カリフォルニア州パロアルトに拠点を置くこのスタートアップは、自然言語処理を用いて公開されている科学論文から記事を抜粋して提供することでこれを実現している。Biozは、製品の選択、実験の計画、論文の執筆、助成金の申請、共同研究、実験と創薬の迅速化などにおいて実験者を支援するプラットフォームとなる。

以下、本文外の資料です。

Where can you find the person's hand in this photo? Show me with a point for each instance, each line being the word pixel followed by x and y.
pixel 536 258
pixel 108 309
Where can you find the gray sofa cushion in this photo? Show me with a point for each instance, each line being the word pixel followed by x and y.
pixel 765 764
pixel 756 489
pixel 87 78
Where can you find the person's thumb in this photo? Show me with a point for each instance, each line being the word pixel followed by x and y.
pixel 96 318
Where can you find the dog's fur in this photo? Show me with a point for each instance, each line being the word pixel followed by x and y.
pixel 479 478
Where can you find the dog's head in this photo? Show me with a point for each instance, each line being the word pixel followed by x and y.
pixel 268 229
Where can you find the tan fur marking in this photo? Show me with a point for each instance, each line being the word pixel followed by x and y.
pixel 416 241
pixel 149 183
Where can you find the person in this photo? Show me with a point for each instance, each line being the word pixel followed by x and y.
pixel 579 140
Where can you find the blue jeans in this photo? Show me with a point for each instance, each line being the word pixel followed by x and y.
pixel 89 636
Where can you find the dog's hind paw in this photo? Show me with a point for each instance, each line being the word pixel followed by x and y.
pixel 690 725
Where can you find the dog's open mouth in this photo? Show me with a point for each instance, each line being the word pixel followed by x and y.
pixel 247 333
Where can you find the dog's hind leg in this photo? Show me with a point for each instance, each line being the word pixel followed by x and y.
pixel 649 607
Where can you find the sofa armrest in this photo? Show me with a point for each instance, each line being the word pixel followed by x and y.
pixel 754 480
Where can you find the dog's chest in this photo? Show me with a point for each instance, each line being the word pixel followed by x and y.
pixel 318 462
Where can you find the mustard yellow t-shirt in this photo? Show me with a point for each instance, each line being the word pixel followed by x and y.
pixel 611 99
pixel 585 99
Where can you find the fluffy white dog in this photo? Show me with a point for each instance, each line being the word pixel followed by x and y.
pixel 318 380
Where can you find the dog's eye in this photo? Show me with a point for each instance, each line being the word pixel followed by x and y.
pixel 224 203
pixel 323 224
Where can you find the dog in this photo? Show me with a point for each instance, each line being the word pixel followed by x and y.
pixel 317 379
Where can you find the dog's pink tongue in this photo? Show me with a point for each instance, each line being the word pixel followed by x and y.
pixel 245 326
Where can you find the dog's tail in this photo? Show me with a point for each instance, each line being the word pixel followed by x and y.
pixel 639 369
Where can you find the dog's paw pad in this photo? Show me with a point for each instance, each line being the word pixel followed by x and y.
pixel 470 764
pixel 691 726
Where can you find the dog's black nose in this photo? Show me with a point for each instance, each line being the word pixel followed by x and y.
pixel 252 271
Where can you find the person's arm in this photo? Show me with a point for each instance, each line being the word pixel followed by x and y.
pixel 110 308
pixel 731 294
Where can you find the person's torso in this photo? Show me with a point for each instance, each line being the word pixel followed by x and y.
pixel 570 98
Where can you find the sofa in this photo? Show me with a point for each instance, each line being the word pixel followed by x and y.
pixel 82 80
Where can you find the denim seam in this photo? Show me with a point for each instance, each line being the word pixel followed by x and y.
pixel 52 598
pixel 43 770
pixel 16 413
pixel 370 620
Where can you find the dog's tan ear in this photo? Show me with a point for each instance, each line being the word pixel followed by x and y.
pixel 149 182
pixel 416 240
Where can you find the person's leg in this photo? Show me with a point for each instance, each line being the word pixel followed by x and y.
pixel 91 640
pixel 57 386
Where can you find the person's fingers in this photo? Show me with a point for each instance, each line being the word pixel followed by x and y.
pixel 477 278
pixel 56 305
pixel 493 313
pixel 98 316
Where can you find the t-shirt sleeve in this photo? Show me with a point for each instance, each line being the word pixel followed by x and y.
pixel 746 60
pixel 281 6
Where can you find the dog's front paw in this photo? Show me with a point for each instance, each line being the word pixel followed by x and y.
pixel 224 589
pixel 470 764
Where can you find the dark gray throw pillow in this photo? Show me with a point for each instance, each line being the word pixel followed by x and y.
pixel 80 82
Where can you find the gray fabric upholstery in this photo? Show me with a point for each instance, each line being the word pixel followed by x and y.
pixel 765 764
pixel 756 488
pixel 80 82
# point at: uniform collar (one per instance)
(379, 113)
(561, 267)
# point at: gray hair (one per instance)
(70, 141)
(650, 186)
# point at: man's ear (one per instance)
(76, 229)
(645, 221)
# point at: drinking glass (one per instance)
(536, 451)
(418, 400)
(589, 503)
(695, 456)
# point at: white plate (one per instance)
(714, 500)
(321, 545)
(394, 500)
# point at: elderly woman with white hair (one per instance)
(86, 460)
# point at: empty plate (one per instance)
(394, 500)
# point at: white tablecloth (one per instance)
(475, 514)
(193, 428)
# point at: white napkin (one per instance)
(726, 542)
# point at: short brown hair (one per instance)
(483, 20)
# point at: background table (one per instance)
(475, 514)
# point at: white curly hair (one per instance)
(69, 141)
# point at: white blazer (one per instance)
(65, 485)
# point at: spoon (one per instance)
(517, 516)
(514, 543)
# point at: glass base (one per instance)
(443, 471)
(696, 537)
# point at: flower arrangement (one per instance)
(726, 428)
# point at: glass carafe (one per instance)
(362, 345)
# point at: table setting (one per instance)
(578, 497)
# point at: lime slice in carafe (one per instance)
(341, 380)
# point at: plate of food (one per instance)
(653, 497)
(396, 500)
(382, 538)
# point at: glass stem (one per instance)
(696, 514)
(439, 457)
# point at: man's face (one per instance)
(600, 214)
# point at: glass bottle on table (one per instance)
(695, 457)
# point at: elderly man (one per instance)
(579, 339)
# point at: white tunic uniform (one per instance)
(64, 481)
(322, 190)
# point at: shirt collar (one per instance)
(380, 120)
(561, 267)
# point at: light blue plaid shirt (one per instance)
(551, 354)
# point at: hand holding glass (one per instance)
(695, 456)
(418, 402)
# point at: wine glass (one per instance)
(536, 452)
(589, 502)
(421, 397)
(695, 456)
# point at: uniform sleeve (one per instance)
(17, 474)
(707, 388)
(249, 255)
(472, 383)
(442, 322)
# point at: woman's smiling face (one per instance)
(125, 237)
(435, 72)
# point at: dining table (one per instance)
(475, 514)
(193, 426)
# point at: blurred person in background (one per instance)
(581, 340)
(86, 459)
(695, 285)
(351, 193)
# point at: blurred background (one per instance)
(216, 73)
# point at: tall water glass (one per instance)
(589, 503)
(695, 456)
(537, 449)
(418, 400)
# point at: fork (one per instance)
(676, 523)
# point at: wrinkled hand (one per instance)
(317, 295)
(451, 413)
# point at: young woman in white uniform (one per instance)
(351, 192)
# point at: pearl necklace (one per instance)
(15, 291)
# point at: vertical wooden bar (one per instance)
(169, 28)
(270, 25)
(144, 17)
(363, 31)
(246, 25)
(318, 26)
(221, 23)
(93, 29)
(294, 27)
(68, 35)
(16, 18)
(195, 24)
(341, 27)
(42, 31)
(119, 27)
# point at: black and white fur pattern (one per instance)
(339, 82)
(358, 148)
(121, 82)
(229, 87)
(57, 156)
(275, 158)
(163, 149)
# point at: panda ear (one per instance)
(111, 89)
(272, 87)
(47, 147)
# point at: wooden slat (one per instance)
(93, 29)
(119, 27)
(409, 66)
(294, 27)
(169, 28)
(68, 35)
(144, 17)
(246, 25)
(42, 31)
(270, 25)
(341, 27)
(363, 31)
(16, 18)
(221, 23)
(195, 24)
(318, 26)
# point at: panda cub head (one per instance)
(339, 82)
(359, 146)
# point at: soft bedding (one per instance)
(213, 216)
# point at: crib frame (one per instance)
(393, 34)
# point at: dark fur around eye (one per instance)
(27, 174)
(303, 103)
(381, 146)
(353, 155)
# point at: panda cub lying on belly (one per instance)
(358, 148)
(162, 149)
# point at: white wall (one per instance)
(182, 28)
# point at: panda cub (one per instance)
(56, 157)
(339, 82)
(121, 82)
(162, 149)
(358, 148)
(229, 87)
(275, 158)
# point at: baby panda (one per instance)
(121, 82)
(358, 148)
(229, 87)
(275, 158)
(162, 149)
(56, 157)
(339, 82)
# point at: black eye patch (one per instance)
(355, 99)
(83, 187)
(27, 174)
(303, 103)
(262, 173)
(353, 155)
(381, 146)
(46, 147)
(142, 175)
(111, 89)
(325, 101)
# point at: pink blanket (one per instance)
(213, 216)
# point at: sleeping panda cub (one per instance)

科学論文の全体検索を提供する検索エンジンは、Biozが初ではない。すでにGoogle Scholarや人気のPLOS ONEによってピアレビュー済みの文献から研究者が利用できる論文を探し出すことができる。しかし、Biozは同社のビジネスモデルが他社とは一線を画したものであると考えている。

Biozは、検索結果の利用に関連して研究者に請求を行わない代わりに、ベンダーに対してクリックごとに一定料金を請求するという。この仕組みの全体像については明らかになっていない。説明は極めて怪しげに聞こえるし、ベンダー向けの広告モデルに関しては無料の競合サイトが存在するが、広報から得た情報によれば、論文を検索している間にベンダーのサイトがクリックされると、ベンダーに料金が発生するのだという。

Biozのクリック単価は、いずれ一定額ではなく生命科学分野の製品のベンダーやメーカーが入札するというGoogle Adwordsと非常に似た形になる、と共同設立者のDaniel Levitt氏は言う。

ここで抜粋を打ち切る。